Legge sul femminicidio, Silvia Salis: "Bisogna educare, non punire"
di F.S. - Roli
La candidata sindaca del centrosinistra al corteo organizzato da "Non una di meno" critica il disegno di legge: "Creare cultura è più difficile che reprimere"
"Più che punire bisognerebbe educare". È questo il messaggio lanciato dalla candidata sindaca di Genova del centrosinistra Silvia Salis al corteo transfemminista organizzato da "Non una di meno" in occasione della Giornata internazionale della donna. "Vorrei pensare ad un Paese che educa alla sensibilità, che faccia sì che questi temi vengano condivisi non solo l'8 marzo - spiega -. Educare, creare presidi educativi, sensibilizzare i bambini fin da piccoli e poi i giovani è un lavoro più complesso che fare leggi punitive.
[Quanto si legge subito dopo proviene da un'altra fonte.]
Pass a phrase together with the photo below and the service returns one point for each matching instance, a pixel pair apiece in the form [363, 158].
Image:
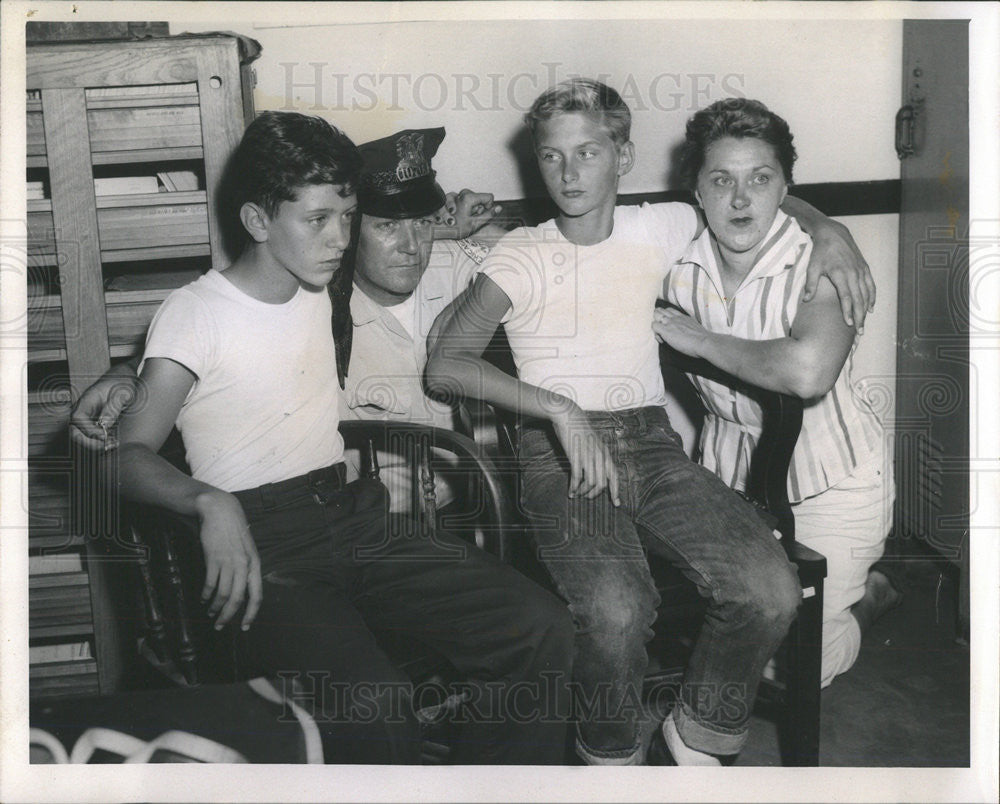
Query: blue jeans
[337, 572]
[596, 555]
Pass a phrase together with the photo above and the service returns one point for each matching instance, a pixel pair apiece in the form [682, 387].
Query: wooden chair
[179, 639]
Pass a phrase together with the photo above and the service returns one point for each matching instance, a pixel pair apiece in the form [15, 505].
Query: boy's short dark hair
[584, 95]
[283, 151]
[734, 117]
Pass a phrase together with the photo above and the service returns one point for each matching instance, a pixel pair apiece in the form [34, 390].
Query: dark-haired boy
[243, 361]
[604, 475]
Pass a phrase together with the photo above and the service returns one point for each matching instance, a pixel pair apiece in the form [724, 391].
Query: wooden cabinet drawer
[131, 222]
[129, 314]
[153, 127]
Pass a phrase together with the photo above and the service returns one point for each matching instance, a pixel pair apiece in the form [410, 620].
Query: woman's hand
[100, 407]
[592, 469]
[679, 330]
[232, 567]
[836, 256]
[465, 213]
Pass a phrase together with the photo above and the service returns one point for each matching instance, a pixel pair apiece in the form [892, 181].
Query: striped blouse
[839, 430]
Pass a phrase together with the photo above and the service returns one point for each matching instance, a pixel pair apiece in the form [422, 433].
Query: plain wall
[836, 82]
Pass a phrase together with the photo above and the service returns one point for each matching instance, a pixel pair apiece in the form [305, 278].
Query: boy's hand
[836, 255]
[99, 409]
[679, 330]
[232, 567]
[466, 213]
[592, 469]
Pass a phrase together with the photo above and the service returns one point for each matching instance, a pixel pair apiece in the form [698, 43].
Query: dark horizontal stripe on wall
[836, 199]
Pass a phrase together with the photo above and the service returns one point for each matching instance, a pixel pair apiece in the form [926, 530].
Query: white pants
[848, 523]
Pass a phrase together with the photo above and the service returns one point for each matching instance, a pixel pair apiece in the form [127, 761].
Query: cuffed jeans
[596, 556]
[336, 570]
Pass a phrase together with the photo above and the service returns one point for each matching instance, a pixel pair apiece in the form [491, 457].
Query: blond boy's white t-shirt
[265, 404]
[580, 322]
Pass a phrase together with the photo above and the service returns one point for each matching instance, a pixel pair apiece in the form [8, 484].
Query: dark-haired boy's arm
[232, 567]
[456, 368]
[836, 256]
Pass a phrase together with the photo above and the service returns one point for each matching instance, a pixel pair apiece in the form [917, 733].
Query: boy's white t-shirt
[580, 322]
[264, 406]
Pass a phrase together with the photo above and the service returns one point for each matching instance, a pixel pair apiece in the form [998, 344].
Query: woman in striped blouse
[735, 301]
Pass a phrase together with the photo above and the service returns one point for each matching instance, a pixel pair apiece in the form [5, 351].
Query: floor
[905, 703]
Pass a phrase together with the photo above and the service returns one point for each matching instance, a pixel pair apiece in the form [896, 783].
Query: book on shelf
[174, 181]
[63, 562]
[126, 185]
[67, 652]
Bisogna creare le condizioni per cui i casi diminuiscano per un processo di educazione, non repressione".
Lavoro - Uno dei temi centrali per raggiungere la parità di genere è quello del lavoro. "Siamo un paese dove una donna su due non lavora nonostante sia in età da lavoro - denuncia Salis -: questo è un grandissimo tema economico oltre che sociale". Secondo la candidata sindaca infatti "l'Italia su tantissimi temi è in una posizione non accettabile per quanto riguarda i diritti delle donne, sul posizionamento nlla società e nel mondo del lavoro", dalla "tutela delle condizioni lavorative" alla "parità salariale", ma anche che "il carico della famiglia sia distribuito non solo sulle donne ma su tutti i componenti della famiglia stessa".
Servizi - Secondo Salis mancano in particolare i servizi che possano garantire alle donne la possibilità di lavorare senza dover "accettare dei part time o smettere". "Il mio programma - spiega - riserverà grande spazio alle tematiche di genere, non solo perché sono una donna giovane con un figlio piccolo ma perché quando una donna riesce ad arrivare in una posizione influente non si deve dimenticare della fatica che le donne fanno tutti i giorni a tutti i livelli".
Parità di genere - Aggiunge Salis su Fcebook: "In Italia non c’è una vera parità di genere. Come donne, abbiamo meno opportunità lavorative, non c'è parità salariale e facciamo più fatica a costruire una carriera, trovandoci tutte davanti al bivio: figli o lavoro? I dati lo dicono chiaramente: siamo agli ultimi posti in Europa per occupazione femminile e tra i primi per famiglie in cui lavora solo l’uomo. In troppi casi il lavoro femminile è precario, frustrante, demotivante, part-time involontario, sottopagato. A Genova la situazione non è diversa. Il tasso di occupazione femminile è ben più basso di quello maschile e le donne rappresentano la maggioranza di chi è disponibile a lavorare ma non trova un impiego. Non è un caso che tante giovani decidano di andarsene. Se il lavoro femminile resta un percorso a ostacoli, se una donna è costretta a scegliere tra figli e carriera, se l’accesso a servizi essenziali come gli asili è difficile o costoso, significa che la città non sta funzionando per tutte. Anche nella politica le donne faticano ad arrivare ai vertici. In Italia le sindache sono meno del 15% del totale, e ancora troppo spesso una candidatura femminile viene vista come un'eccezione. Non può più essere così. Genova ha bisogno di investire nelle donne, perché una città che garantisce a tutte le stesse opportunità è una città più giusta, più forte, più felice. Non si tratta di enunciare principi astratti, ma di mettere in campo misure reali: asili nido accessibili, sostegno all’imprenditoria femminile, percorsi formativi che aprano le porte ai settori emergenti, parità salariale reale. È già domani per le donne di Genova.